Summary. The ability to measure molecules and monatomic ions in the body in real-time and with high-precision would revolutionize many aspects of both biomedical research and clinical practice. It would, for example, provide clinicians with immediately actionable information monitoring regarding electrolyte imbalances, and the plasma levels of drugs of dangerous narrow therapeutic windows. To this end, we are developing Electrochemical Aptamer-Based (EAB) sensors, a demonstrably generalizable platform technology for measuring analyte concentrations in situ in the body. Using this technique, we have already demonstrated the real-time, seconds-resolved measurement of more than a dozen drugs, metabolites and protein biomarkers in the veins, brains, and peripheral tissues of live rats and the subcutaneous space of human subjects for periods of up to 24 h. Building on this, we propose here aptamer selection and aptamer-engineering approaches aimed at improving the sensitivity of these receptors to small changes in the concentration of their target ligands. Our first approach to this end is overcome the often-poor affinity of small-molecule-binding aptamers, thus “tuning” of their affinities to optimally match the concentration range of clinical interest. To achieve this, we are developing unprecedented new selection schemes, including analog-selection, an approach for obtaining initial, if sometimes low-performance, aptamers against difficult targets, and insertion-reselection, which recursively (and dramatically) increases the structural complexity, and thus the performance, of these initial aptamers. Our second aim uses the excess binding energy (i.e., dissociation constants several-fold below the necessary measurement range) afforded by these advanced selection schemes as a basis for introducing allosteric cooperativity, a mechanism that greatly steepens binding curves. In the near term, the expected outcome of the proposed research will be a suite of high-precision, in-vivo EAB sensors against a set of clinically important, narrow-clinical-window drugs, metabolites, and electrolytes. The expected long-term impact of our work however, is much broader, as our success will establish approaches by which the responsiveness of biomolecular receptors to changing ligand concentrations can be rationally improved, a development that will positively impact many receptor-based biotechnologies.

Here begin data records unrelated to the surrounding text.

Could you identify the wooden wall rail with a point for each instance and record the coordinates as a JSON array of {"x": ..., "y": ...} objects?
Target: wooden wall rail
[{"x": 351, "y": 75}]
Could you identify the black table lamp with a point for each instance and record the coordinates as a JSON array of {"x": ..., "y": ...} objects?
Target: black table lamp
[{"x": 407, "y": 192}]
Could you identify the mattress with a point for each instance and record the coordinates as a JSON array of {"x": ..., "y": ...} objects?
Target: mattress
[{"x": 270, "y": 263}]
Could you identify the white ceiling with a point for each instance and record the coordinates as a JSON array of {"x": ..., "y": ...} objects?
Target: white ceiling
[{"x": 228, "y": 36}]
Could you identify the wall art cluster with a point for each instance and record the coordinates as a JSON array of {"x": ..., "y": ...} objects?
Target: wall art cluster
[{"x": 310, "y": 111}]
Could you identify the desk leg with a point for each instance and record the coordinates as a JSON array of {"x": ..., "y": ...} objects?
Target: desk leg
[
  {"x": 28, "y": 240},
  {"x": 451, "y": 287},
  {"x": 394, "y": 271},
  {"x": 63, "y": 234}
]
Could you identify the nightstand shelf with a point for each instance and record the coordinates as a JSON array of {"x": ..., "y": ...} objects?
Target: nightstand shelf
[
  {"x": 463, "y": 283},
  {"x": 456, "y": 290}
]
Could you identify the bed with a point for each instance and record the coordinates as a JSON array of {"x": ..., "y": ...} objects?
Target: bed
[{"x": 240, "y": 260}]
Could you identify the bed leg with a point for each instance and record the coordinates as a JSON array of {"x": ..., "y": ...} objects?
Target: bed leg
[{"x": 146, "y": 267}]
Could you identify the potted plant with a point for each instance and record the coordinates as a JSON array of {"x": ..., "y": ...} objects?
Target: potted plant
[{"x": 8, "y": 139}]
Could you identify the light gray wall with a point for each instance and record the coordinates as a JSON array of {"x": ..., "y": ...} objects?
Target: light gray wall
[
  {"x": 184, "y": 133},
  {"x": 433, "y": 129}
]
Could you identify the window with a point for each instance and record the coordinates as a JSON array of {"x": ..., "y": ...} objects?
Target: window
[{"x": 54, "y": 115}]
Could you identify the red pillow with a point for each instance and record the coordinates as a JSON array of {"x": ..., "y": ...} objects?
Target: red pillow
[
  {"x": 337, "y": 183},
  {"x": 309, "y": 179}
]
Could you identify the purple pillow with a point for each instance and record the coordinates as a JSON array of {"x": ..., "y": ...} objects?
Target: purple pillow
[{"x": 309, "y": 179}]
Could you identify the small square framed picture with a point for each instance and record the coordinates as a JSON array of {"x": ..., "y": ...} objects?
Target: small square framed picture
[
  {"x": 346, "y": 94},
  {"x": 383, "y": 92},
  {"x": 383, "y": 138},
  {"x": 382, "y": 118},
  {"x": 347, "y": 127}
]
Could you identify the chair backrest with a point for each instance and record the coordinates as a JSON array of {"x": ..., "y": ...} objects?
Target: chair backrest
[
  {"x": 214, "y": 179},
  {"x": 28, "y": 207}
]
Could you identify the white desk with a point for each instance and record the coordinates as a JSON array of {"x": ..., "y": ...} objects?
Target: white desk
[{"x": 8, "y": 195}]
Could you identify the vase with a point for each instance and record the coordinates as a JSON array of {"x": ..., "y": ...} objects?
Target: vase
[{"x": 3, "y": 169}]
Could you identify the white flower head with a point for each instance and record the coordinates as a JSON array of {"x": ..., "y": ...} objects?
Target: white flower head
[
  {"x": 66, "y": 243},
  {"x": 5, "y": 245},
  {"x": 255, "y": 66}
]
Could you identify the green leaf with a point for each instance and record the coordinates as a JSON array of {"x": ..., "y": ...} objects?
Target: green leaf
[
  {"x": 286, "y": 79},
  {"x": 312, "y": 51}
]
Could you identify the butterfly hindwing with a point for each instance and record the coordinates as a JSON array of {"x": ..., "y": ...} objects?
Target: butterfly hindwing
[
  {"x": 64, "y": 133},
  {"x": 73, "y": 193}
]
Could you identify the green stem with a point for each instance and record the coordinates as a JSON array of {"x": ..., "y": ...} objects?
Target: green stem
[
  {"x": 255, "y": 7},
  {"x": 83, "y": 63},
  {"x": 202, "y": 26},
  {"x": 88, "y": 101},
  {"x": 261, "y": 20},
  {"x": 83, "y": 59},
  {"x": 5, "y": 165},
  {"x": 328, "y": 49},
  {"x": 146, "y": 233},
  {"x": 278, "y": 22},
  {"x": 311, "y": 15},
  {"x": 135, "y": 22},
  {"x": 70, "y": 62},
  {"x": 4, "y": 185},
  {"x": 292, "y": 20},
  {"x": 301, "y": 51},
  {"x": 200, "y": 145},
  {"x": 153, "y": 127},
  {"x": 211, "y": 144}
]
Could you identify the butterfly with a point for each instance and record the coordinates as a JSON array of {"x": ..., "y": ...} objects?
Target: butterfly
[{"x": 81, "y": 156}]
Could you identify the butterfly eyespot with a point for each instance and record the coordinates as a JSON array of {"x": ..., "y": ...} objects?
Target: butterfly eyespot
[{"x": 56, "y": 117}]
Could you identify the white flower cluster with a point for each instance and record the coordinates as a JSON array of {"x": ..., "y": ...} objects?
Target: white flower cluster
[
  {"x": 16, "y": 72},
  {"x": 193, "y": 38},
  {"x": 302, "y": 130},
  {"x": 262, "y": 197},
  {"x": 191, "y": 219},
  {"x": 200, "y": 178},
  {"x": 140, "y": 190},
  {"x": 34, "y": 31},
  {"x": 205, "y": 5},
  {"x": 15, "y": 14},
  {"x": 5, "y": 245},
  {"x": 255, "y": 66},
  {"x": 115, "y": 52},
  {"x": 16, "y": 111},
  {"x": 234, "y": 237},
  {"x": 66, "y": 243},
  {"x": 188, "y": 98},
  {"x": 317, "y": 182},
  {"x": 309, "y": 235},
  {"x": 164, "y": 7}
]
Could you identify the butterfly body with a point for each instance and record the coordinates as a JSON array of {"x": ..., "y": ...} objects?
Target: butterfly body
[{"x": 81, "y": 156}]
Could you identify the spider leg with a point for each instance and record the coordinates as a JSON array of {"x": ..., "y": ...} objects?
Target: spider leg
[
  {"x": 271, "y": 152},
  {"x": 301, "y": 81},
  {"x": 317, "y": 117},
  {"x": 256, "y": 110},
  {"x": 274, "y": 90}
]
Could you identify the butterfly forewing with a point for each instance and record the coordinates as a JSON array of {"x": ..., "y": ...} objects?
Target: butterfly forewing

概括。实时和高精度测量体内分子和单子离子的能力 将彻底改变生物医学研究和临床实践的许多方面。例如，它将 为临床医生提供有关电解质失衡的可起作用信息，以及 危险狭窄治疗窗口的血浆药物水平。为此，我们正在发展 电化学基于基于置换的传感器，这是一种明显的可推广平台技术 测量体内的分析物浓度。使用此技术，我们已经证明了 实时，秒确定的测量多十多种药物，代谢物和蛋白质生物标志物 活大鼠的静脉，大脑和外围组织以及人类受试者的皮下空间 最多24小时。在此基础上，我们在这里提出了针对的纠正选择和纠正工程方法 在提高这些受体对靶配体浓度少量变化的敏感性方面。我们的 解决这一目的的第一种方法是克服小分子结合体的经常贫穷的亲和力，从而“调整” 它们的亲和力与临床兴趣的浓度范围匹配。为了实现这一目标，我们正在发展 前所未有的新选择方案，包括模拟选择，一种获取初始的方法，如果 有史 大幅度地提高了这些初始适体的结构复杂性，从而提高了性能。我们的 第二目的使用过多的结合能（即解离常数低于必要的 这些高级选择方案提供的测量范围）作为引入变构的基础 协作性，一种极大的钢杆结合曲线的机制。在短期内，预​​期的结果 拟议的研究将是一套高精度，体内EAB传感器，以抗临床重要的， 狭窄的窗口药物，代谢产物和电解质。我们工作的预期长期影响 但是，要广泛得多，因为我们的成功将建立方法，通过这种方法 可以合理地改善生物分子接收器以改变配体浓度，这种发展将 积极影响许多基于受体的生物技术。